Drovdahl didn’t consider the move from Camp Casey to the SPU campus as a big shift. “It was a different way of continuing my work with college students during a transformative period in their young adult lives,” he said.
That calling to work with young adults guided his career. “We tend to think of our calling is being in the right place,” he explained. “But the Apostle Paul puts more attention on having the right perspective. Everyone has a ministry, and that ministry can be lived out in any place.”
Over the years, Drovdahl taught students in courses such as Human Development and Christian Faith and Leadership in Ministry. His academic writings focused on integrating faith and learning, and on practicing holiness. In his last year at SPU, he looked forward to his final opportunity to teach University Foundations 1000: The Christian Faith, a course taken predominantly by new and transfer students.
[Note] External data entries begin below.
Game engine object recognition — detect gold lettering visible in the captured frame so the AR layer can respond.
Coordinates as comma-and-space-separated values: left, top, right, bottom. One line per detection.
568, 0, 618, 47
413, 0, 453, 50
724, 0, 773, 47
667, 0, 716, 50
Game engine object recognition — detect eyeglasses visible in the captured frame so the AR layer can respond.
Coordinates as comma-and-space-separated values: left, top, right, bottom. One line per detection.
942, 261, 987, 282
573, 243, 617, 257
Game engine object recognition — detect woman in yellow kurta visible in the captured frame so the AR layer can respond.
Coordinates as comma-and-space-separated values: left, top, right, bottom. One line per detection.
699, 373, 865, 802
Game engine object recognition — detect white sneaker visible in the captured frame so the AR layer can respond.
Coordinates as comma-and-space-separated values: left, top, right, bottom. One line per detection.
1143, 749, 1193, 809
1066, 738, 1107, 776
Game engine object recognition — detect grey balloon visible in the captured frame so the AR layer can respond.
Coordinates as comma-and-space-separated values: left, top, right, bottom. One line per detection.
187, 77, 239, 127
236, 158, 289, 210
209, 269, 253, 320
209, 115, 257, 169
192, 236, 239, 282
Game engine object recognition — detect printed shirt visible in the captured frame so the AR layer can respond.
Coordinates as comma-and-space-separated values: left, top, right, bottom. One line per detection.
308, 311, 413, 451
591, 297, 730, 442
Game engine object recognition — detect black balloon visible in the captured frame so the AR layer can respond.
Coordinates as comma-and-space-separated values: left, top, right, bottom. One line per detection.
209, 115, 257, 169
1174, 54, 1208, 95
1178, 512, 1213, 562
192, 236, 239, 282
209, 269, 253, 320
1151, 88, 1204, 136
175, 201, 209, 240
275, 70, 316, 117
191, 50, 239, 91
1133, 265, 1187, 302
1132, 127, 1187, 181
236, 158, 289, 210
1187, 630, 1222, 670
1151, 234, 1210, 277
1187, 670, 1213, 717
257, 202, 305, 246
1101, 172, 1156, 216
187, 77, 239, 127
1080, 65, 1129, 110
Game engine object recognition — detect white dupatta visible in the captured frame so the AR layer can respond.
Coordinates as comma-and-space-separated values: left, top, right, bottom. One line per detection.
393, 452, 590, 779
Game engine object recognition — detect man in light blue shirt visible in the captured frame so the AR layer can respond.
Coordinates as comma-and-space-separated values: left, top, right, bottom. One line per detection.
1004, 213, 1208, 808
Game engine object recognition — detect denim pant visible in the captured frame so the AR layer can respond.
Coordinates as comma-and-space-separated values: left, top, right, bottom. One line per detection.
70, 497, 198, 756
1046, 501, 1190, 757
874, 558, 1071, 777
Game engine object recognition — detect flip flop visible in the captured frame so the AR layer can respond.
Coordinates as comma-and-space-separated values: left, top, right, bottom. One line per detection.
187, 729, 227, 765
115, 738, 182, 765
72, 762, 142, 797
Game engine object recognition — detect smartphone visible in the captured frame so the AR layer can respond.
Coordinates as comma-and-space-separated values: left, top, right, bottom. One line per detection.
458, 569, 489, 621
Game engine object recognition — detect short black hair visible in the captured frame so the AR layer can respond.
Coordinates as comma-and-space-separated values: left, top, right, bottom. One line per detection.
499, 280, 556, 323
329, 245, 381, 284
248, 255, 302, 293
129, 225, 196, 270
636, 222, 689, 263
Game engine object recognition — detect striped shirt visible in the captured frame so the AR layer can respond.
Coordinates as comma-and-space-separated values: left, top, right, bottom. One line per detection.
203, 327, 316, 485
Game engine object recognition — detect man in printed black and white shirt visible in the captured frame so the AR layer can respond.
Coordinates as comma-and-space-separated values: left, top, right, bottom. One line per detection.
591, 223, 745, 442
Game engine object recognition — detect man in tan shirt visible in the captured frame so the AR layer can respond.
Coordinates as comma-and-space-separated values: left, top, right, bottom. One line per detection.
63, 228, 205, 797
“Bob lives out Paul’s words in Romans 12 every day, including living in harmony with all,” said Richard Steele, professor of moral and historical theology. “I have never met anyone who puts these words into daily practice more faithfully than Bob Drovdahl.”
In retirement, Drovdahl plans to refocus his calling: He and his wife, JOY DEWEESE DROVDAHL ’71, will remain in the Seattle area, where they can support and encourage their grown son’s and daughter’s families, including five grandchildren, ages pre-tween to 20s.